Du hast mir im Laufe der Zeit so viel beigebracht, mir die Sicht auf die Welt aus deinen Augen gezeigt und mich tatsächlich verändert. Erneut seufzend lasse ich meinen Blick durch mein verwüstetes Zimmer gleiten.
Ich fühle mich gerade irgendwie ruhiger.
Nicht besser und sicher nicht befreit von dem Schmerz in meiner Brust, aber ruhiger, was mich doch verwirrt.
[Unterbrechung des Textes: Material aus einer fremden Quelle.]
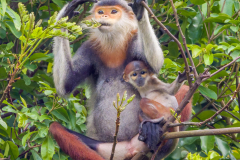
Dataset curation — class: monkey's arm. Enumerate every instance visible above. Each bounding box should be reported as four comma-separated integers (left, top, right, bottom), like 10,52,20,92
53,1,92,96
132,0,164,74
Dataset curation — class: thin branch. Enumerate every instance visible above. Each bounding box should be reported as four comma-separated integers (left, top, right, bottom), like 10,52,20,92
203,56,240,81
198,5,210,41
170,0,198,80
200,85,240,125
163,127,240,139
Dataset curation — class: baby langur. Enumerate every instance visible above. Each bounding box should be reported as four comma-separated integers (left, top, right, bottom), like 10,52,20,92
123,61,191,150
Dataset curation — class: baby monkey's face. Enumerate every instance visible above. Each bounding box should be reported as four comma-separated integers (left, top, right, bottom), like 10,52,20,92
129,69,149,88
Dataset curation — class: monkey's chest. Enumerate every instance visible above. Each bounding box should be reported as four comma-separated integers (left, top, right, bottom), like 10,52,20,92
93,77,140,142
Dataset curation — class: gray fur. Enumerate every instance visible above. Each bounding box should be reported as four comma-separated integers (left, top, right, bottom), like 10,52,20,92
53,0,163,142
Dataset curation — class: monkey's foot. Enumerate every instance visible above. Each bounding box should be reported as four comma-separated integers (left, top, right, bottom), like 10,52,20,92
138,117,166,150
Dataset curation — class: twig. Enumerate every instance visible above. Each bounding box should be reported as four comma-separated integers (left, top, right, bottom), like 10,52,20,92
203,56,240,81
168,122,200,128
200,85,240,125
170,0,198,80
141,1,192,87
198,5,210,41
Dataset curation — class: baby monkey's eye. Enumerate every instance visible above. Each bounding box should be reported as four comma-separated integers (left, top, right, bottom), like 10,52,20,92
111,9,118,14
98,10,103,14
132,73,137,77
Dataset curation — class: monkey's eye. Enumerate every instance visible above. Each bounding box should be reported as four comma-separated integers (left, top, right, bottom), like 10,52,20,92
111,9,118,14
98,10,103,14
132,73,137,77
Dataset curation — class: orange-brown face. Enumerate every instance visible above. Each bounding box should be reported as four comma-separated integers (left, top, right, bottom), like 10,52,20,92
94,6,123,29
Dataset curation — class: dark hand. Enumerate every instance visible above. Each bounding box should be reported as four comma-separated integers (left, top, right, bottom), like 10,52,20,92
138,118,165,151
178,66,194,83
63,0,97,19
130,0,146,20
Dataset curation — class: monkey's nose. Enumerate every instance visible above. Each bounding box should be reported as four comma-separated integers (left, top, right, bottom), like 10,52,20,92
102,15,108,18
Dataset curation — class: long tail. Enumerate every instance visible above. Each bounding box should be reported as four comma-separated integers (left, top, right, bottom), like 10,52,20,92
175,85,192,130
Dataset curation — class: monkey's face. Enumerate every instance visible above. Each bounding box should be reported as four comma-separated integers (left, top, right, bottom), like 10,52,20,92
94,6,123,32
129,69,149,88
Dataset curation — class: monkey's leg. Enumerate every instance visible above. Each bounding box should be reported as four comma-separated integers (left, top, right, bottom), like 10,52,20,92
49,122,103,160
49,122,149,160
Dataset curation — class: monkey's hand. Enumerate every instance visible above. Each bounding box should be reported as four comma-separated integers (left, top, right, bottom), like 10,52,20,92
129,0,146,21
138,117,166,151
63,0,97,19
178,66,194,83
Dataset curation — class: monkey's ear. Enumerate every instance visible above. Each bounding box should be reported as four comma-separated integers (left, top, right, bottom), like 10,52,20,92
123,73,129,82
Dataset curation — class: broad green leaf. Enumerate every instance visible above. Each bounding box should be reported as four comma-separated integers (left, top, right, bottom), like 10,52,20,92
1,0,7,17
215,136,231,157
6,21,22,38
0,117,7,130
186,13,203,44
203,53,213,65
31,149,42,160
20,96,27,108
198,86,217,100
6,7,21,30
22,131,37,146
53,0,63,8
38,127,49,138
22,74,31,86
200,136,215,153
41,136,55,160
18,113,28,128
6,42,14,50
39,114,51,122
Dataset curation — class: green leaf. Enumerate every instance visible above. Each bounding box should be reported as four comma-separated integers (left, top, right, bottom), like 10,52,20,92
168,42,179,57
6,21,22,38
30,53,51,61
200,136,215,153
192,45,202,58
6,7,21,31
198,86,217,100
6,141,19,160
1,0,7,17
0,67,7,79
41,136,55,160
53,0,63,8
0,117,7,130
22,131,37,147
38,127,49,138
20,96,27,108
6,42,14,50
39,114,51,122
190,0,206,5
31,149,42,160
22,74,31,86
215,136,231,157
203,53,213,65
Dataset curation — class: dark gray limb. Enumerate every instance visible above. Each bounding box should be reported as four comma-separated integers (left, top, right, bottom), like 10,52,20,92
138,117,166,150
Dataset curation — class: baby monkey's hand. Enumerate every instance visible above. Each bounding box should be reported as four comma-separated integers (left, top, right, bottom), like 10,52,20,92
178,66,194,83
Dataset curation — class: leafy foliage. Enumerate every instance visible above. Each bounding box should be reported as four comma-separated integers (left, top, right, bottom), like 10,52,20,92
0,0,240,160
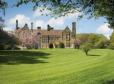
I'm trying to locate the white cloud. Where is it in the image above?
[9,14,31,26]
[97,23,113,38]
[34,20,46,28]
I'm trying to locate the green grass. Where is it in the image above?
[0,49,114,84]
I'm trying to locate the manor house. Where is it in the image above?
[15,20,76,48]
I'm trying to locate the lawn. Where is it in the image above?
[0,49,114,84]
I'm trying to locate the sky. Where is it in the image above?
[1,0,112,38]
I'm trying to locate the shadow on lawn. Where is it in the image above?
[0,51,50,64]
[88,54,101,56]
[102,80,114,84]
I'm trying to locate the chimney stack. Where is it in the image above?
[37,26,41,30]
[16,20,19,30]
[72,22,76,38]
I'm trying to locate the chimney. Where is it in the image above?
[16,20,19,30]
[37,27,41,30]
[31,22,33,30]
[72,22,76,38]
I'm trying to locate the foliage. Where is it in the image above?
[109,32,114,49]
[82,42,93,55]
[77,33,109,48]
[0,29,20,50]
[16,0,114,28]
[49,43,54,49]
[0,0,8,15]
[59,42,65,48]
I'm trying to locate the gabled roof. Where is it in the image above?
[63,26,71,32]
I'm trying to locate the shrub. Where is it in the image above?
[59,43,65,48]
[49,43,53,49]
[109,43,114,50]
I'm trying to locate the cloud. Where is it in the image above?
[97,23,113,38]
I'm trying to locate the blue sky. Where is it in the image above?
[2,0,112,37]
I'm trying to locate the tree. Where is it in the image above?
[109,32,114,49]
[16,0,114,29]
[0,30,19,50]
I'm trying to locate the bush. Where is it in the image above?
[109,43,114,50]
[59,43,65,48]
[82,43,92,55]
[49,43,53,49]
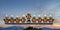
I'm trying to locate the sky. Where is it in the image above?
[0,0,60,22]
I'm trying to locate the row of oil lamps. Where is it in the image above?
[4,13,54,23]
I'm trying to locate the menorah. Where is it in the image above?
[4,13,54,24]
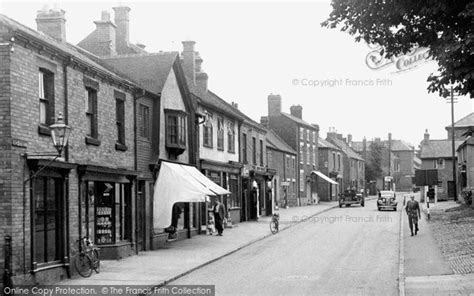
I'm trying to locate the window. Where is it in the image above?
[115,94,125,145]
[434,158,444,169]
[38,68,54,126]
[85,87,98,139]
[202,117,214,148]
[217,117,224,150]
[33,177,63,263]
[227,122,235,153]
[242,134,248,163]
[252,137,257,164]
[165,109,186,152]
[138,104,150,140]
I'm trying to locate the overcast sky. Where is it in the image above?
[0,0,474,146]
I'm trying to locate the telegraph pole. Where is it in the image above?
[451,86,458,201]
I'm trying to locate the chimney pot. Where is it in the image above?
[36,6,66,42]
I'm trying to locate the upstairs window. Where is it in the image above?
[115,92,125,145]
[138,104,150,140]
[217,117,224,150]
[202,114,214,148]
[165,109,186,150]
[227,122,235,153]
[38,68,54,126]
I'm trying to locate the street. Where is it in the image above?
[170,199,402,295]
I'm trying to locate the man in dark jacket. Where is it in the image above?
[405,195,421,236]
[212,198,225,236]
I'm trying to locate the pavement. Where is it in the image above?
[58,202,348,286]
[399,197,474,295]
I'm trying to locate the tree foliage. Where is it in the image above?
[321,0,474,98]
[365,141,384,182]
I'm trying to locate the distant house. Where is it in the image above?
[326,131,365,190]
[266,130,298,207]
[420,131,463,200]
[318,138,344,201]
[268,94,319,205]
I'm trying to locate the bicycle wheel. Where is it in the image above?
[91,249,100,273]
[74,253,92,277]
[270,220,278,234]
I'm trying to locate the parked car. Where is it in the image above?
[339,189,365,208]
[377,191,398,211]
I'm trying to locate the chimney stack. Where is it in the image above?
[268,94,281,117]
[112,6,130,47]
[36,7,66,42]
[181,40,196,85]
[290,105,303,119]
[94,11,117,56]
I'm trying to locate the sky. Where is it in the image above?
[0,0,474,147]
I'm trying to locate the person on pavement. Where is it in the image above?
[405,195,421,236]
[212,198,225,236]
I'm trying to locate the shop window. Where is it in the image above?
[138,104,150,140]
[38,68,54,126]
[33,177,63,263]
[217,117,224,150]
[227,123,235,153]
[165,110,186,154]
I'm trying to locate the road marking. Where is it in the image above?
[398,197,405,296]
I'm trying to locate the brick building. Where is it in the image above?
[264,128,298,208]
[326,131,365,190]
[268,94,319,205]
[181,41,244,224]
[318,138,344,201]
[79,7,202,250]
[0,10,155,284]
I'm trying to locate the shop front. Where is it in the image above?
[78,165,136,259]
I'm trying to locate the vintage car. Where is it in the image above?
[339,189,365,208]
[377,190,398,211]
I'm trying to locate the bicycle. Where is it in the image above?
[74,236,100,277]
[270,213,280,234]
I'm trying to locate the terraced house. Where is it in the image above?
[0,10,156,284]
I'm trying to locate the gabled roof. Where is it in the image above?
[102,52,178,94]
[0,14,138,87]
[446,112,474,128]
[318,138,341,150]
[420,140,462,159]
[327,138,364,161]
[281,112,316,129]
[266,129,297,155]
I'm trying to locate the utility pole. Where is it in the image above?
[451,86,458,201]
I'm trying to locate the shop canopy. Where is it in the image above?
[312,171,338,185]
[153,161,230,229]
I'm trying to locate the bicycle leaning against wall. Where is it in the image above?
[74,236,100,277]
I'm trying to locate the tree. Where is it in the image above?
[321,0,474,99]
[365,141,384,182]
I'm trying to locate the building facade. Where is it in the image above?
[0,10,155,284]
[268,94,319,205]
[266,130,298,208]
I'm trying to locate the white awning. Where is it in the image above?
[153,161,230,229]
[311,171,338,185]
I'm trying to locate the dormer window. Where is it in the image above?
[165,109,186,155]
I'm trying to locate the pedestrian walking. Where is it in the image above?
[405,195,421,236]
[212,198,225,236]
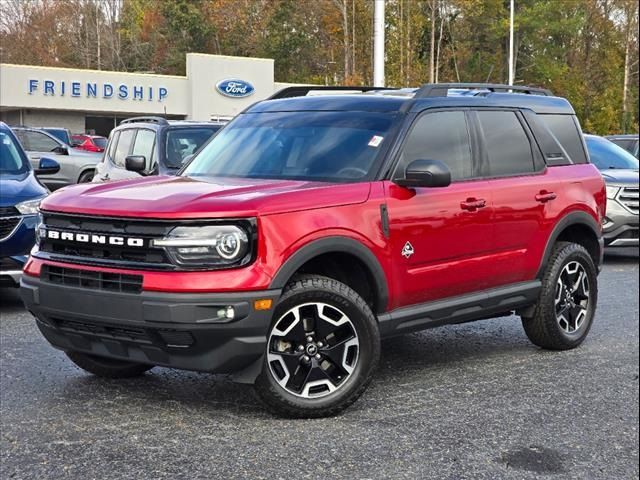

Erneut macht mein Telefon, welches immer noch in der Ecke des Zimmers liegt, vibrierend auf sich aufmerksam. Ich weiß das es Oikawa ist. Der Idiot hat sicher bemerkt das ich seine Nachricht gesehen und im Grunde ignoriert habe, was ihn garantiert dazu treibt mich jetzt anzurufen. Dieser widerliche vibrierende Ton ebbt nämlich einfach nicht ab. Meine müden Beine tragen mich träge, nachdem ich mich erhoben habe, zu dem Handy, meinen derzeit wichtigsten Besitz noch immer an meine Brust gedrückt. Das Telefon augehoben, bestätigt sich mein Gedanke als der Name auf dem Display aufleuchtet. Mein Daumen bewegt sich wie von selbst auf den roten Knopf, der den Anruf abweist zu und drückt auf diesen.
Ich bin nicht bereit mit jemandem zu sprechen, jemandem von meiner Situation zu erzählen. Immer noch habe ich das Bedürfnis einfach alleine mit mir, meiner chaotischen Gefühlswelt und meinen Gedanken zu sein. Das Handy komplett ausgeschaltet, wandert es zurück in meine Hosentasche. Mir ist bewusst was als nächstes passiert. Oikawa wird zuerst fluchen, dann schmollen. Im Nachhinein wird er sich dann Gedanken machen, begreifen das etwas passiert sein muss und mir ist bewusst das er irgendwann hier aufkreuzen wird.
Doch noch möchte ich für mich sein. Möchte mir Zeit für die Erinnerungen an dich nehmen. Ich will mich darin verlieren, an die schöne Zeit zurückdenken, um meinem Schmerz mit deinen gelesenen Worten vielleicht doch ein wenig Linderung zu verschaffen.